2010 Onda de calor russo. Em julho de 2010, uma crista enorme pressão alta chamado de bloqueio estabelecido em alta para uma estadia prolongada sobre Ukraineand os estados bálticos, o bloqueio dos ventos que normalmente fluem em direção oeste nessa época do ano. O resultado foi o verão mais quente da história da Rússia, com temperaturas atingindo 42 ° C (108f), além de uma seca do verão-longo, e incêndios difíceis que produziu uma névoa espessa fumaça sobre a maior parte da Rússia. Em Moscou, a visibilidade estava limitada a algumas centenas de metros, e em toda a Rússia milhões sofreram os efeitos da inalação de fumaça. Antes que o verão acabou, 56.000 pessoas morreram como resultado direto do calor e poluição.
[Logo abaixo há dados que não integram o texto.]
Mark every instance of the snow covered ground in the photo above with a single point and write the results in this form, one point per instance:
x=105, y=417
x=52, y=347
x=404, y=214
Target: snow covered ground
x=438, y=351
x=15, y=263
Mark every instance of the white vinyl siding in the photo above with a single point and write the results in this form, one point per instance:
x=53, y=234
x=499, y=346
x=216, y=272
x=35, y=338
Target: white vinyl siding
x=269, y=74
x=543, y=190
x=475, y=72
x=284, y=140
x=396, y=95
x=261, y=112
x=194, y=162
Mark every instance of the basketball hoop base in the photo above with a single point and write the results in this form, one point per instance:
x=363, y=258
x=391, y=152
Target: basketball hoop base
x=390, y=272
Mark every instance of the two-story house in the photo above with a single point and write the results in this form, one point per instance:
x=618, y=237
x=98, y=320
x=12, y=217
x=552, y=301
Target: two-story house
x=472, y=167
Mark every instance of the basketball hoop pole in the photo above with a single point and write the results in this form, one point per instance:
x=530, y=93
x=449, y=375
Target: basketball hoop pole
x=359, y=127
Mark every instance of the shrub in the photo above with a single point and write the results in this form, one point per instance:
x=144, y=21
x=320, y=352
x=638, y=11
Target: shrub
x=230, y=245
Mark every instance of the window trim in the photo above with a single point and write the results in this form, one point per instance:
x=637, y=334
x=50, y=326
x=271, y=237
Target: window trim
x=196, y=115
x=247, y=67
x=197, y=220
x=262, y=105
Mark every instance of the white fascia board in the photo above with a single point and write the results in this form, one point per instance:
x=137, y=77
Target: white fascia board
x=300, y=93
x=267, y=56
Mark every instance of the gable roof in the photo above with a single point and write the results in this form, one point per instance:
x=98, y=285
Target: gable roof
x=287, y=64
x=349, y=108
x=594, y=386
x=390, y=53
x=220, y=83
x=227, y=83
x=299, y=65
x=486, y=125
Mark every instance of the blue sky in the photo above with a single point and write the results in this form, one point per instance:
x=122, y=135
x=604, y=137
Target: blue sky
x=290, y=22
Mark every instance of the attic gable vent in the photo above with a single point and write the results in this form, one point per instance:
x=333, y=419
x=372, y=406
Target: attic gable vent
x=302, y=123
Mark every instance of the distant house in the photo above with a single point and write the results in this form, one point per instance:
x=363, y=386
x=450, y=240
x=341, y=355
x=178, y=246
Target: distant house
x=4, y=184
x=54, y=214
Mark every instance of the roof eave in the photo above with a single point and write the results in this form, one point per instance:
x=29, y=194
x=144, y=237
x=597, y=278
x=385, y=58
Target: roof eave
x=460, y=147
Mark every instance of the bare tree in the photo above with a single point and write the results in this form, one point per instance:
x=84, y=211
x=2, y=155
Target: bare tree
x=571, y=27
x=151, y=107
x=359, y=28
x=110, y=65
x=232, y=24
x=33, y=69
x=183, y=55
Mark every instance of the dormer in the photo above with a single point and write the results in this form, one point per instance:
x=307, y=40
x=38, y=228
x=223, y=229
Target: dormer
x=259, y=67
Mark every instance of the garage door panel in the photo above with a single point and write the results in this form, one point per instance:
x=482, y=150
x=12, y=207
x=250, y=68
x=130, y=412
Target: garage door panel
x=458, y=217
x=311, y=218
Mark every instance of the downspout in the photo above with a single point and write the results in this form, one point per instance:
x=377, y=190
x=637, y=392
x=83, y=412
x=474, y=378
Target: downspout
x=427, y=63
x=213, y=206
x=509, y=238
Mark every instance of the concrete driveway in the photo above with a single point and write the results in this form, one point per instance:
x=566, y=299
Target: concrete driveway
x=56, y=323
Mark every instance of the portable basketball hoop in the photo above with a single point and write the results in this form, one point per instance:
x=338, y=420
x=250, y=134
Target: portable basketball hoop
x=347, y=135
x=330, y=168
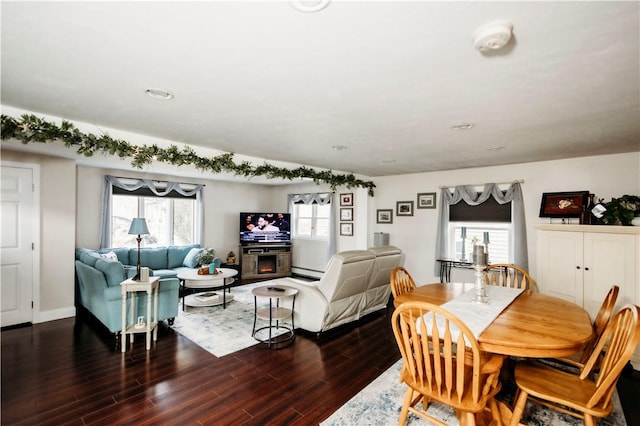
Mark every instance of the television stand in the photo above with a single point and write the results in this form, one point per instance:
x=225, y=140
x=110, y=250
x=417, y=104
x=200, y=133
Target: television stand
x=265, y=261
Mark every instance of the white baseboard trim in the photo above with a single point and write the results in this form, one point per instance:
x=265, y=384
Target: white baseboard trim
x=635, y=361
x=55, y=314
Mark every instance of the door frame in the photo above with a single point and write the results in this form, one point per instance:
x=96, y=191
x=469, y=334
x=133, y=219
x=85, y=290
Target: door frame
x=35, y=223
É a natureza do evento em si ou a quantidade de cobertura mediática do evento que nos faz lembrar de algumas catástrofes naturais e esquecer os outros? Não ouvimos mais sobre desastres que nos afetam mais diretamente ou estão mais perto de casa? Ou é a tomada de decisões pelos gestores de mídia que atribui maior importância a um desastre natural em detrimento de outro? Ou apenas alguns desastres parecem ser mais importante e mais dramática do que outros e, portanto, receber mais atenção? Talvez um pouco de todos os acima.

Gordon Sobre Gordon

Ao escrever o seu romance TSUNAMI, Gordon Gumpertz fez uma extensa pesquisa sobre as placas tectônicas e geologia do fundo marinho a dar a esta obra de ficção uma atmosfera autêntica.